Gift of Uncertainity

I would never characterize incertitude as a gift as I like to know the when, why, and how of everything. The past couple of years have felt as if I'm adrift on a sea of uncertainty and everything I've "known" and depended on to be true is in question. The handrails - tradition, custom, ways of behaving, religion - which have served to define who I am and which I've clung to my whole life are gone, leaving me nothing to base my decisions on, nothing to develop a course of action with and worst of all leaving me with no way to predict an outcome, in other words, completely disempowered...hardly what I would call a gift.

I feel like someone who has been let out of prison, squinting in the bright sunlight, after spending decades behind bars, overwhelmed at the challenges before me, to create a new life for myself, only given a lump of clay, without any tools to mold this blob.

Then it occurred to me, I'm free. Those handrails I clung too were nothing more than prison bars, preventing me from living life the way I was meant to live it, as myself.

Human beings are the only living organisms able to break free from instinct and chart their own course, yet most of us choose to be anchored in one spot, restrained from exploring life.
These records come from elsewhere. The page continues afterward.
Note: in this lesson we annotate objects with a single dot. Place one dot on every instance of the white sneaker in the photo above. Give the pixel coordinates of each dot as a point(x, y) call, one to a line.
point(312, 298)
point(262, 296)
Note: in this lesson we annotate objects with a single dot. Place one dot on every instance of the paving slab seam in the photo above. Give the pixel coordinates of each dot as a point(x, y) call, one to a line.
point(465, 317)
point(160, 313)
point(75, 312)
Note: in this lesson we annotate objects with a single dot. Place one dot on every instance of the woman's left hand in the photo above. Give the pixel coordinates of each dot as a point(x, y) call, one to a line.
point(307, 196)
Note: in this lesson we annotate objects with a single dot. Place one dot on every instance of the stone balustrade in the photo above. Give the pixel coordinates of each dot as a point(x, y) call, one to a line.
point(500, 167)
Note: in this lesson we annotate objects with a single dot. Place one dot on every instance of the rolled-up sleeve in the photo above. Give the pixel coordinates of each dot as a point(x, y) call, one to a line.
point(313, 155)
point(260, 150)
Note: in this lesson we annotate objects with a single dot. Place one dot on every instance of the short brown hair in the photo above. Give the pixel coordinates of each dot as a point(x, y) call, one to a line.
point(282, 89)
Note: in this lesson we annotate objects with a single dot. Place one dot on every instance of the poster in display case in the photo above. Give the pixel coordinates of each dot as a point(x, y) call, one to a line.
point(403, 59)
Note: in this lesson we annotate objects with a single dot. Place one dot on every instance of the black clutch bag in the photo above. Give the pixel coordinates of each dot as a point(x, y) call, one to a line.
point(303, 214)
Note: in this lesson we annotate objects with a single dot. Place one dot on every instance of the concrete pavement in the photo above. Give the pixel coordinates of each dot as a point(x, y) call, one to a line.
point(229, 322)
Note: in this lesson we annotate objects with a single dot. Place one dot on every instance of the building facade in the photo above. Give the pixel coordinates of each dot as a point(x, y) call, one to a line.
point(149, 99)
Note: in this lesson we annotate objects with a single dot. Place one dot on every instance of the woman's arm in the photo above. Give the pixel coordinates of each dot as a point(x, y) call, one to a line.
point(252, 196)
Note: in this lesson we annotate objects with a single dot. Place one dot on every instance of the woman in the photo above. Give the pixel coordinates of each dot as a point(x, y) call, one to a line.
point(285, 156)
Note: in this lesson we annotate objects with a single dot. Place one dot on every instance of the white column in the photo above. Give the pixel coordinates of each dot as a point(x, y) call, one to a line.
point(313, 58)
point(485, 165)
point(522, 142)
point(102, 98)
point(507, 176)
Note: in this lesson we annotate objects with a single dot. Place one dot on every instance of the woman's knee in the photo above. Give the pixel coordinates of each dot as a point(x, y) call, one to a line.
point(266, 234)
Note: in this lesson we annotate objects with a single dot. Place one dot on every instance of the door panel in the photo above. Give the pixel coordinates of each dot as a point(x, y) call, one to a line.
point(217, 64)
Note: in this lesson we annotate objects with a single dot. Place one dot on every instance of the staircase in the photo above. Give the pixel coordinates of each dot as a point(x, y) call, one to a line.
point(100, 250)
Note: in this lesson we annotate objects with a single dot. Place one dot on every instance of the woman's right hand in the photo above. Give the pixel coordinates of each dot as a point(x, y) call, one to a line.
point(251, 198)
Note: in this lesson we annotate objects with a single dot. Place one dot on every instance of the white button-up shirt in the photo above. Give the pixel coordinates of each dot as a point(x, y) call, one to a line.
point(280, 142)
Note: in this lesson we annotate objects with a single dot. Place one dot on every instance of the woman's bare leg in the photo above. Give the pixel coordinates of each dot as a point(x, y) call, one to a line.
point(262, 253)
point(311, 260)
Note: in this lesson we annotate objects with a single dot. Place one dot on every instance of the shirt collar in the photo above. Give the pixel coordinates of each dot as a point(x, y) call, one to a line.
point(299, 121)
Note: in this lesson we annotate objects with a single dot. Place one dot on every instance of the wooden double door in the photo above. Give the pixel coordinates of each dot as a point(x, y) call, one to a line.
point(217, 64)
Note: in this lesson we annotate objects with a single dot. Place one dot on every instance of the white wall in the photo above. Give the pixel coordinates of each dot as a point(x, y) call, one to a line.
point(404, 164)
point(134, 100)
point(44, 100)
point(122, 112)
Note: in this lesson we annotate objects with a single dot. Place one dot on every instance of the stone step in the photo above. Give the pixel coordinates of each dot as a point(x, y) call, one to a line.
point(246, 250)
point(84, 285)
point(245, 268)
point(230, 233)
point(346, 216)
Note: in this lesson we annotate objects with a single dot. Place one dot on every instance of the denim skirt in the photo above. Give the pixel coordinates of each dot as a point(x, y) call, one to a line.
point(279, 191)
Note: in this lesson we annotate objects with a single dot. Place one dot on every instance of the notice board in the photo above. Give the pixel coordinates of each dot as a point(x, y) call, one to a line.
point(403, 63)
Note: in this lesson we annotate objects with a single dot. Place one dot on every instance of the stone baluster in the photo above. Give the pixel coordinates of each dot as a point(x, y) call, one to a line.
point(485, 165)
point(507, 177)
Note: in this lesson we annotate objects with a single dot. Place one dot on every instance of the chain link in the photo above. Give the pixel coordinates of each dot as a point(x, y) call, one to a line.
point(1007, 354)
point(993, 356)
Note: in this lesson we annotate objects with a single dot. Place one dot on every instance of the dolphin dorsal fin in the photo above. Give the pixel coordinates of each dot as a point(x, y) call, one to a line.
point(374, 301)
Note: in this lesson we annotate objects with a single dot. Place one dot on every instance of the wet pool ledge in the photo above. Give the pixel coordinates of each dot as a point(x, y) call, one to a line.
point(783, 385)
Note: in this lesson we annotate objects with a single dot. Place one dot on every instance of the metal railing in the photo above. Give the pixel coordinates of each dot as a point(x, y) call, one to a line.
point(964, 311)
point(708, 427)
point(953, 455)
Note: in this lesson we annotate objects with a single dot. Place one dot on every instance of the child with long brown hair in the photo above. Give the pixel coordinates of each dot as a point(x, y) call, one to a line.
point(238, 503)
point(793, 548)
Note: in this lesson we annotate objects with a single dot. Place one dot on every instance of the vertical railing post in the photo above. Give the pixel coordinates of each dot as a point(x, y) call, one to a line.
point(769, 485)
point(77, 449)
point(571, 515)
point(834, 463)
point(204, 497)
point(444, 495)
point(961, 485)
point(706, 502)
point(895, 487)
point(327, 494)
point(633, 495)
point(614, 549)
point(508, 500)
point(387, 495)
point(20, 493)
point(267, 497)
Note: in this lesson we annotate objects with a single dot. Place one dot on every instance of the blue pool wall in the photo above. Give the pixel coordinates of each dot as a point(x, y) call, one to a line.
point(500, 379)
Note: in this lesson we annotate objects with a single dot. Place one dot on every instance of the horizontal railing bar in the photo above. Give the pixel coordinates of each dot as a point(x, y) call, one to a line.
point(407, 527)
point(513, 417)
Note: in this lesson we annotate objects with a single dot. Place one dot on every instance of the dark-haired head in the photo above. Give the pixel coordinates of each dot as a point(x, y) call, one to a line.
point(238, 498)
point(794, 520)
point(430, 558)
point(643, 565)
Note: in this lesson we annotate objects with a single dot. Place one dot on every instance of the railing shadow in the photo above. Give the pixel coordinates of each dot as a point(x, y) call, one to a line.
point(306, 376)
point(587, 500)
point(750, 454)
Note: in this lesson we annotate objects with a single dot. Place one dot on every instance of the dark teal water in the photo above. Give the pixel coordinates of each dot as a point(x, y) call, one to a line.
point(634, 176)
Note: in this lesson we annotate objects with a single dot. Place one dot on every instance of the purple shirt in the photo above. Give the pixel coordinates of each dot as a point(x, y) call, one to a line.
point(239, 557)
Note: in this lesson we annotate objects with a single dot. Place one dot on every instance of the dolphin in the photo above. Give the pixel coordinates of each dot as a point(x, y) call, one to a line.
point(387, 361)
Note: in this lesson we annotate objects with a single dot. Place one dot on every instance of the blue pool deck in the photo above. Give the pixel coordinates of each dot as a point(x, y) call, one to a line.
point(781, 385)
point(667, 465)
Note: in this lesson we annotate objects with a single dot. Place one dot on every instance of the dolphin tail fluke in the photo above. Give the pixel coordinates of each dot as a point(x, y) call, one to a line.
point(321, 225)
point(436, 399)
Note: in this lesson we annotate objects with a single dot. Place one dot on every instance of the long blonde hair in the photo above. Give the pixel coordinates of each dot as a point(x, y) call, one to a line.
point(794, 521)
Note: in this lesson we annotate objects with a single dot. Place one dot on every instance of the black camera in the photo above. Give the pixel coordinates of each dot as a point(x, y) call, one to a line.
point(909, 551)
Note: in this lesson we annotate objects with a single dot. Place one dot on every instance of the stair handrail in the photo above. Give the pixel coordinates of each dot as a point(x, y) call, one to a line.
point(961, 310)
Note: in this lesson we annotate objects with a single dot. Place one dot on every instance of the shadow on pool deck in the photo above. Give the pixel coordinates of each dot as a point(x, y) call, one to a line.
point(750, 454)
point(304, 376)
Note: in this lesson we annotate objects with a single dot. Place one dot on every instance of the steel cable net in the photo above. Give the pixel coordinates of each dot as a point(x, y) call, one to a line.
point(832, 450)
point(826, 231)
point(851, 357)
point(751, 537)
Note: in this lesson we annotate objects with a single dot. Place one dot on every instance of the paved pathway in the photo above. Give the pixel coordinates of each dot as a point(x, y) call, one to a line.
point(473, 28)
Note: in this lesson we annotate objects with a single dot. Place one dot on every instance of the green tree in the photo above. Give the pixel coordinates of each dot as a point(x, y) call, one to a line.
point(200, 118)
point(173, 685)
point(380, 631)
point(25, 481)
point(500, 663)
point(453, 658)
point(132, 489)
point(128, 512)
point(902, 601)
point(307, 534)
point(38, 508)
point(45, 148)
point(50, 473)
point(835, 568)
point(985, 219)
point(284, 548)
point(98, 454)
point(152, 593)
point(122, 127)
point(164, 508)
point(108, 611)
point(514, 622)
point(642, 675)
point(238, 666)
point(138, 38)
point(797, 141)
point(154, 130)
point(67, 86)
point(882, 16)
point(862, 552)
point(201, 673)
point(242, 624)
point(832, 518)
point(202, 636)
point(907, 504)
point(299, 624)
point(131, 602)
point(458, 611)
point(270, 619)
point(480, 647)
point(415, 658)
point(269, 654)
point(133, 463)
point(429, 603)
It's safe, secure, dependable and most of all, it make us feel like we are in "control" when clearly we are not as it's impossible. Our surroundings can reign over us at anytime and show us who is really in charge in a split second. In fact, anchored in one place, clinging to a guardrail makes one ten times more vulnerable to the arbitrary forces of our environment; we've sacrificed our freedom to become a sitting duck, unable to move when the shit hits the fan.

America has become too complacent. We've lost the innovative, inventive, creative risk-taking spirit that defined this country at one time. Progress and creativity demand we take risks and confront uncertainty head on.

As scary as it is and it can be terrifying, uncertainty is a gift as it presents an opportunity to break free from our cultural straight jacket or "character armor" as Ernest Becker calls it whether it be as an individual or a nation.